While I may feel temporary relief when I listen to this seductive voice,
I usually set myself up for increased stress, problems sleeping, stomach aches and
panic. I miss out on
opportunities, disappointed others and myself by unfinished or forgotten
promises, prepare insufficiently for success, and then
blame and shame myself for my laziness.
And even so, the voice of procrastination still has appeal and tempts
me. Putting off movement is greatly
influenced by my inability to recognize the payoff/costs ratio. If the payoff isn’t greater than the costs I
don’t move. Sometimes my lack of
motivation is due to fear of taking risks and failing, other times it’s because
I think I don’t have enough information to make a decision and I’m scared of
possible outcomes and not being able to control results. I let ‘what ifs’ stop me in my tracks and
deceive myself by believing I’ll feel more motivated or ready to act tomorrow.
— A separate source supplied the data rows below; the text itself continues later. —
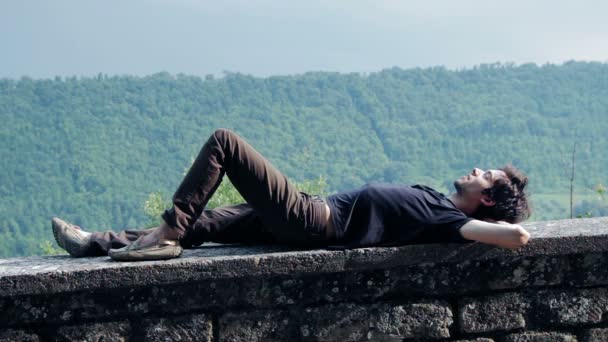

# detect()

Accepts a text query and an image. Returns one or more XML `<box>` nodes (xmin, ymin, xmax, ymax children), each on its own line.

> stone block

<box><xmin>142</xmin><ymin>314</ymin><xmax>213</xmax><ymax>342</ymax></box>
<box><xmin>0</xmin><ymin>329</ymin><xmax>40</xmax><ymax>342</ymax></box>
<box><xmin>501</xmin><ymin>331</ymin><xmax>577</xmax><ymax>342</ymax></box>
<box><xmin>535</xmin><ymin>288</ymin><xmax>608</xmax><ymax>326</ymax></box>
<box><xmin>458</xmin><ymin>292</ymin><xmax>530</xmax><ymax>333</ymax></box>
<box><xmin>219</xmin><ymin>311</ymin><xmax>297</xmax><ymax>342</ymax></box>
<box><xmin>52</xmin><ymin>321</ymin><xmax>131</xmax><ymax>342</ymax></box>
<box><xmin>299</xmin><ymin>301</ymin><xmax>453</xmax><ymax>341</ymax></box>
<box><xmin>579</xmin><ymin>328</ymin><xmax>608</xmax><ymax>342</ymax></box>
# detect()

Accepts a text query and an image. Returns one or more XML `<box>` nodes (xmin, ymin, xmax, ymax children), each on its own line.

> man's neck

<box><xmin>450</xmin><ymin>192</ymin><xmax>477</xmax><ymax>216</ymax></box>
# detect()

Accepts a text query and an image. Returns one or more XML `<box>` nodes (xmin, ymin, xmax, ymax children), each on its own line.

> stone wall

<box><xmin>0</xmin><ymin>218</ymin><xmax>608</xmax><ymax>342</ymax></box>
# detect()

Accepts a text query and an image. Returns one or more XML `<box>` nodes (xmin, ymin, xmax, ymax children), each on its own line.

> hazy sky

<box><xmin>0</xmin><ymin>0</ymin><xmax>608</xmax><ymax>78</ymax></box>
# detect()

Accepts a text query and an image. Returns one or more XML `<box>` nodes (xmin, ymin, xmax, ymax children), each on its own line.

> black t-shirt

<box><xmin>327</xmin><ymin>183</ymin><xmax>472</xmax><ymax>248</ymax></box>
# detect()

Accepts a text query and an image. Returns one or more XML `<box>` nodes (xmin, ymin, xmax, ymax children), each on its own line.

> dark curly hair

<box><xmin>471</xmin><ymin>164</ymin><xmax>532</xmax><ymax>223</ymax></box>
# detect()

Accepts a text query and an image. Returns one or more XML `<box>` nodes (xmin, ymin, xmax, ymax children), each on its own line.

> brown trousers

<box><xmin>91</xmin><ymin>129</ymin><xmax>327</xmax><ymax>255</ymax></box>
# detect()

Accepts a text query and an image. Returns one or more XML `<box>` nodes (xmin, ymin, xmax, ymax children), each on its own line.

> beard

<box><xmin>454</xmin><ymin>179</ymin><xmax>464</xmax><ymax>195</ymax></box>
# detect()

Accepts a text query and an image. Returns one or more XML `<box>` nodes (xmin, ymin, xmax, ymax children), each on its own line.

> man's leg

<box><xmin>141</xmin><ymin>129</ymin><xmax>327</xmax><ymax>245</ymax></box>
<box><xmin>87</xmin><ymin>203</ymin><xmax>273</xmax><ymax>256</ymax></box>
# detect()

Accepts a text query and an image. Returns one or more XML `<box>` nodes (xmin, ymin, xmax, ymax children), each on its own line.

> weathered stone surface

<box><xmin>220</xmin><ymin>311</ymin><xmax>298</xmax><ymax>342</ymax></box>
<box><xmin>535</xmin><ymin>288</ymin><xmax>608</xmax><ymax>326</ymax></box>
<box><xmin>53</xmin><ymin>321</ymin><xmax>131</xmax><ymax>342</ymax></box>
<box><xmin>579</xmin><ymin>328</ymin><xmax>608</xmax><ymax>342</ymax></box>
<box><xmin>299</xmin><ymin>301</ymin><xmax>453</xmax><ymax>341</ymax></box>
<box><xmin>458</xmin><ymin>293</ymin><xmax>530</xmax><ymax>333</ymax></box>
<box><xmin>568</xmin><ymin>253</ymin><xmax>608</xmax><ymax>287</ymax></box>
<box><xmin>503</xmin><ymin>332</ymin><xmax>577</xmax><ymax>342</ymax></box>
<box><xmin>0</xmin><ymin>218</ymin><xmax>608</xmax><ymax>296</ymax></box>
<box><xmin>143</xmin><ymin>315</ymin><xmax>213</xmax><ymax>342</ymax></box>
<box><xmin>0</xmin><ymin>329</ymin><xmax>40</xmax><ymax>342</ymax></box>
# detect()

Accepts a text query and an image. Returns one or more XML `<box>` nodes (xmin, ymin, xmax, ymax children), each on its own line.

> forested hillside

<box><xmin>0</xmin><ymin>62</ymin><xmax>608</xmax><ymax>256</ymax></box>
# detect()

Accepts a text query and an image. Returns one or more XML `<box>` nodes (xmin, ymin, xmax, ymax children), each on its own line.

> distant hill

<box><xmin>0</xmin><ymin>62</ymin><xmax>608</xmax><ymax>256</ymax></box>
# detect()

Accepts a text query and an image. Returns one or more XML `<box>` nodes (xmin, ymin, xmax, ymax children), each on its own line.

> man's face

<box><xmin>454</xmin><ymin>168</ymin><xmax>507</xmax><ymax>205</ymax></box>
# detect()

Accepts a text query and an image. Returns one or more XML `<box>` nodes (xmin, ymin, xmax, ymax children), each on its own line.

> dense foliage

<box><xmin>0</xmin><ymin>62</ymin><xmax>608</xmax><ymax>256</ymax></box>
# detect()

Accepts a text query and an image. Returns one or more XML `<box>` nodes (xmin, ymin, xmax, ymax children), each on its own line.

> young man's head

<box><xmin>454</xmin><ymin>165</ymin><xmax>531</xmax><ymax>223</ymax></box>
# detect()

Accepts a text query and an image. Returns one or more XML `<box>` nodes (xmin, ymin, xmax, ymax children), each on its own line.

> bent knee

<box><xmin>213</xmin><ymin>128</ymin><xmax>237</xmax><ymax>141</ymax></box>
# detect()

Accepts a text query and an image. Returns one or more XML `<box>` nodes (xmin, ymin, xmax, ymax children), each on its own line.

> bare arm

<box><xmin>460</xmin><ymin>220</ymin><xmax>530</xmax><ymax>249</ymax></box>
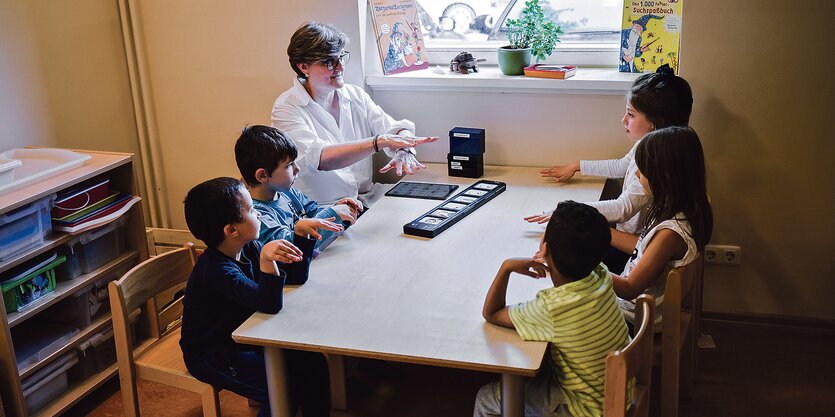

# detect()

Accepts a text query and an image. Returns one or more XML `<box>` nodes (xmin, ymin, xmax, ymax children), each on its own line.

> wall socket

<box><xmin>704</xmin><ymin>245</ymin><xmax>742</xmax><ymax>266</ymax></box>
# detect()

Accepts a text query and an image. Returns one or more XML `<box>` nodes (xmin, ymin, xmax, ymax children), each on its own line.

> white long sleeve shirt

<box><xmin>580</xmin><ymin>140</ymin><xmax>652</xmax><ymax>234</ymax></box>
<box><xmin>271</xmin><ymin>79</ymin><xmax>415</xmax><ymax>205</ymax></box>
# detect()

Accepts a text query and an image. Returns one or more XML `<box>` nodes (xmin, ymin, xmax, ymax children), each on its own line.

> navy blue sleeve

<box><xmin>278</xmin><ymin>235</ymin><xmax>316</xmax><ymax>285</ymax></box>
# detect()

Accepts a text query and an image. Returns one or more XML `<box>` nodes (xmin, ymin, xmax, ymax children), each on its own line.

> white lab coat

<box><xmin>271</xmin><ymin>79</ymin><xmax>415</xmax><ymax>205</ymax></box>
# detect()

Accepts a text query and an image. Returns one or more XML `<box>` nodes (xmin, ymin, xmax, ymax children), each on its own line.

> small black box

<box><xmin>449</xmin><ymin>127</ymin><xmax>484</xmax><ymax>155</ymax></box>
<box><xmin>447</xmin><ymin>153</ymin><xmax>484</xmax><ymax>178</ymax></box>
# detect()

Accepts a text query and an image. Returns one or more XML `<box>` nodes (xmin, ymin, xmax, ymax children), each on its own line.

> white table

<box><xmin>232</xmin><ymin>164</ymin><xmax>603</xmax><ymax>417</ymax></box>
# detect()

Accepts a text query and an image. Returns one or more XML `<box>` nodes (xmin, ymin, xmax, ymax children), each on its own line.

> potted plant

<box><xmin>499</xmin><ymin>0</ymin><xmax>563</xmax><ymax>75</ymax></box>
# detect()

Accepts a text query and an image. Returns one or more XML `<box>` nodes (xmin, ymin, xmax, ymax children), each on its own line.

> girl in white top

<box><xmin>271</xmin><ymin>22</ymin><xmax>438</xmax><ymax>205</ymax></box>
<box><xmin>525</xmin><ymin>65</ymin><xmax>693</xmax><ymax>271</ymax></box>
<box><xmin>612</xmin><ymin>127</ymin><xmax>713</xmax><ymax>331</ymax></box>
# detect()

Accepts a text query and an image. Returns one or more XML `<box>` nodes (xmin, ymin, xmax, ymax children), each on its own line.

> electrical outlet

<box><xmin>704</xmin><ymin>245</ymin><xmax>742</xmax><ymax>266</ymax></box>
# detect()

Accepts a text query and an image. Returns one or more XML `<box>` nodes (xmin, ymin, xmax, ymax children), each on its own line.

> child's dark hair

<box><xmin>235</xmin><ymin>125</ymin><xmax>299</xmax><ymax>186</ymax></box>
<box><xmin>545</xmin><ymin>200</ymin><xmax>612</xmax><ymax>280</ymax></box>
<box><xmin>183</xmin><ymin>177</ymin><xmax>246</xmax><ymax>248</ymax></box>
<box><xmin>627</xmin><ymin>64</ymin><xmax>693</xmax><ymax>129</ymax></box>
<box><xmin>635</xmin><ymin>126</ymin><xmax>713</xmax><ymax>251</ymax></box>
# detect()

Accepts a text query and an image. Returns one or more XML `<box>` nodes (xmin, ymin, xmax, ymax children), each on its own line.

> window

<box><xmin>417</xmin><ymin>0</ymin><xmax>623</xmax><ymax>66</ymax></box>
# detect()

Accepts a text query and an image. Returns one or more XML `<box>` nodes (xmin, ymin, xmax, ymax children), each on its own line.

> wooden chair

<box><xmin>603</xmin><ymin>294</ymin><xmax>655</xmax><ymax>417</ymax></box>
<box><xmin>109</xmin><ymin>244</ymin><xmax>220</xmax><ymax>417</ymax></box>
<box><xmin>654</xmin><ymin>256</ymin><xmax>702</xmax><ymax>417</ymax></box>
<box><xmin>145</xmin><ymin>231</ymin><xmax>348</xmax><ymax>410</ymax></box>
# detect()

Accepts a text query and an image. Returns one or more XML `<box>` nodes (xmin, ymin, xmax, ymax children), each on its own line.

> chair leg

<box><xmin>661</xmin><ymin>348</ymin><xmax>680</xmax><ymax>417</ymax></box>
<box><xmin>325</xmin><ymin>354</ymin><xmax>348</xmax><ymax>410</ymax></box>
<box><xmin>200</xmin><ymin>386</ymin><xmax>220</xmax><ymax>417</ymax></box>
<box><xmin>679</xmin><ymin>329</ymin><xmax>699</xmax><ymax>398</ymax></box>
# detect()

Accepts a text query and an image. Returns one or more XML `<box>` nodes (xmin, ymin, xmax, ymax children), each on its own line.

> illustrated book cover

<box><xmin>619</xmin><ymin>0</ymin><xmax>684</xmax><ymax>74</ymax></box>
<box><xmin>525</xmin><ymin>64</ymin><xmax>577</xmax><ymax>80</ymax></box>
<box><xmin>368</xmin><ymin>0</ymin><xmax>429</xmax><ymax>75</ymax></box>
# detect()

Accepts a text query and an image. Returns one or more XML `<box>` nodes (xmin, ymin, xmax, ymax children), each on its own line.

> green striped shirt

<box><xmin>509</xmin><ymin>264</ymin><xmax>629</xmax><ymax>416</ymax></box>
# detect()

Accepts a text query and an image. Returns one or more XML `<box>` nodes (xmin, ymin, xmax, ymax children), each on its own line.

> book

<box><xmin>368</xmin><ymin>0</ymin><xmax>429</xmax><ymax>75</ymax></box>
<box><xmin>618</xmin><ymin>0</ymin><xmax>683</xmax><ymax>74</ymax></box>
<box><xmin>525</xmin><ymin>64</ymin><xmax>577</xmax><ymax>80</ymax></box>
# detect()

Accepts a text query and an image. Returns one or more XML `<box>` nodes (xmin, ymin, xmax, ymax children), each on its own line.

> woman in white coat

<box><xmin>272</xmin><ymin>22</ymin><xmax>438</xmax><ymax>205</ymax></box>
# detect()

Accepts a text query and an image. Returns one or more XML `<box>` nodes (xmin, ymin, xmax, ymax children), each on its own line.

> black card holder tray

<box><xmin>403</xmin><ymin>180</ymin><xmax>507</xmax><ymax>239</ymax></box>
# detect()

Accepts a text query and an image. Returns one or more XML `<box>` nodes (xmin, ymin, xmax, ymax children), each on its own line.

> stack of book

<box><xmin>52</xmin><ymin>178</ymin><xmax>139</xmax><ymax>233</ymax></box>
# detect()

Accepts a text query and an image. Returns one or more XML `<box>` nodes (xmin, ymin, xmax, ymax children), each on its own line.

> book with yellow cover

<box><xmin>368</xmin><ymin>0</ymin><xmax>429</xmax><ymax>75</ymax></box>
<box><xmin>619</xmin><ymin>0</ymin><xmax>684</xmax><ymax>74</ymax></box>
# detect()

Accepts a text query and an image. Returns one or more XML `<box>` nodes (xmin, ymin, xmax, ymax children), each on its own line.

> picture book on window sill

<box><xmin>368</xmin><ymin>0</ymin><xmax>429</xmax><ymax>75</ymax></box>
<box><xmin>525</xmin><ymin>64</ymin><xmax>577</xmax><ymax>80</ymax></box>
<box><xmin>619</xmin><ymin>0</ymin><xmax>684</xmax><ymax>74</ymax></box>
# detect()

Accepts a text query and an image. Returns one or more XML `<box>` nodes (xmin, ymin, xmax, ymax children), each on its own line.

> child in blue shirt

<box><xmin>180</xmin><ymin>178</ymin><xmax>330</xmax><ymax>417</ymax></box>
<box><xmin>235</xmin><ymin>125</ymin><xmax>363</xmax><ymax>250</ymax></box>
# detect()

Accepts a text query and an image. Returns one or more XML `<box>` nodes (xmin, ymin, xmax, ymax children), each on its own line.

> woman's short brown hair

<box><xmin>287</xmin><ymin>21</ymin><xmax>349</xmax><ymax>79</ymax></box>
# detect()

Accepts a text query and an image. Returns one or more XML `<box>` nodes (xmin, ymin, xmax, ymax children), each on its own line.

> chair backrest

<box><xmin>109</xmin><ymin>244</ymin><xmax>197</xmax><ymax>362</ymax></box>
<box><xmin>661</xmin><ymin>257</ymin><xmax>702</xmax><ymax>352</ymax></box>
<box><xmin>603</xmin><ymin>294</ymin><xmax>655</xmax><ymax>417</ymax></box>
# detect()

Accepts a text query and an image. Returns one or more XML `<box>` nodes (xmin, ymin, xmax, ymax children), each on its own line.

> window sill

<box><xmin>365</xmin><ymin>66</ymin><xmax>641</xmax><ymax>95</ymax></box>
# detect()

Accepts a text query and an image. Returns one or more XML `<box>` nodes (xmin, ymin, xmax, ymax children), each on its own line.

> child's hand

<box><xmin>331</xmin><ymin>204</ymin><xmax>357</xmax><ymax>224</ymax></box>
<box><xmin>539</xmin><ymin>161</ymin><xmax>580</xmax><ymax>182</ymax></box>
<box><xmin>502</xmin><ymin>258</ymin><xmax>548</xmax><ymax>279</ymax></box>
<box><xmin>336</xmin><ymin>197</ymin><xmax>365</xmax><ymax>216</ymax></box>
<box><xmin>261</xmin><ymin>239</ymin><xmax>303</xmax><ymax>264</ymax></box>
<box><xmin>525</xmin><ymin>212</ymin><xmax>551</xmax><ymax>224</ymax></box>
<box><xmin>294</xmin><ymin>217</ymin><xmax>345</xmax><ymax>240</ymax></box>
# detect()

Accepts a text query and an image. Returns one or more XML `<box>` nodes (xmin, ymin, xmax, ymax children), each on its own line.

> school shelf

<box><xmin>0</xmin><ymin>151</ymin><xmax>148</xmax><ymax>417</ymax></box>
<box><xmin>232</xmin><ymin>164</ymin><xmax>603</xmax><ymax>417</ymax></box>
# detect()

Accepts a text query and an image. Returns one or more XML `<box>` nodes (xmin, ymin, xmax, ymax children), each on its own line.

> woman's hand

<box><xmin>336</xmin><ymin>197</ymin><xmax>365</xmax><ymax>217</ymax></box>
<box><xmin>539</xmin><ymin>161</ymin><xmax>580</xmax><ymax>182</ymax></box>
<box><xmin>377</xmin><ymin>134</ymin><xmax>440</xmax><ymax>150</ymax></box>
<box><xmin>293</xmin><ymin>217</ymin><xmax>345</xmax><ymax>240</ymax></box>
<box><xmin>260</xmin><ymin>239</ymin><xmax>303</xmax><ymax>266</ymax></box>
<box><xmin>380</xmin><ymin>149</ymin><xmax>426</xmax><ymax>175</ymax></box>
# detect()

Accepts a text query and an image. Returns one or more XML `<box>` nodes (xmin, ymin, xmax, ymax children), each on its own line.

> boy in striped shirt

<box><xmin>473</xmin><ymin>201</ymin><xmax>629</xmax><ymax>417</ymax></box>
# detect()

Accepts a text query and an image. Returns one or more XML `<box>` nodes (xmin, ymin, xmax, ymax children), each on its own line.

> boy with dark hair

<box><xmin>235</xmin><ymin>125</ymin><xmax>363</xmax><ymax>249</ymax></box>
<box><xmin>473</xmin><ymin>201</ymin><xmax>629</xmax><ymax>416</ymax></box>
<box><xmin>180</xmin><ymin>178</ymin><xmax>330</xmax><ymax>417</ymax></box>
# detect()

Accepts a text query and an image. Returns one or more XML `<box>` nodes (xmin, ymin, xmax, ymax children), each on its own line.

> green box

<box><xmin>0</xmin><ymin>255</ymin><xmax>67</xmax><ymax>313</ymax></box>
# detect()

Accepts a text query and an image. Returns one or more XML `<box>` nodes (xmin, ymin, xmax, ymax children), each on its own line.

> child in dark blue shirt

Today, I choose to take time to focus my energy, prioritize my
goals, remember the benefits of taking action over inaction, balance my
activity so I’m not worn out by trying to do too much, and breathe. I will step forward responsibly and
accomplish what lies before me. I will
take time to rest and restore myself, recognizing what has been achieved and
giving myself a pat on the back. I can
do one thing at a time and set small, manageable goals. There is no time like NOW.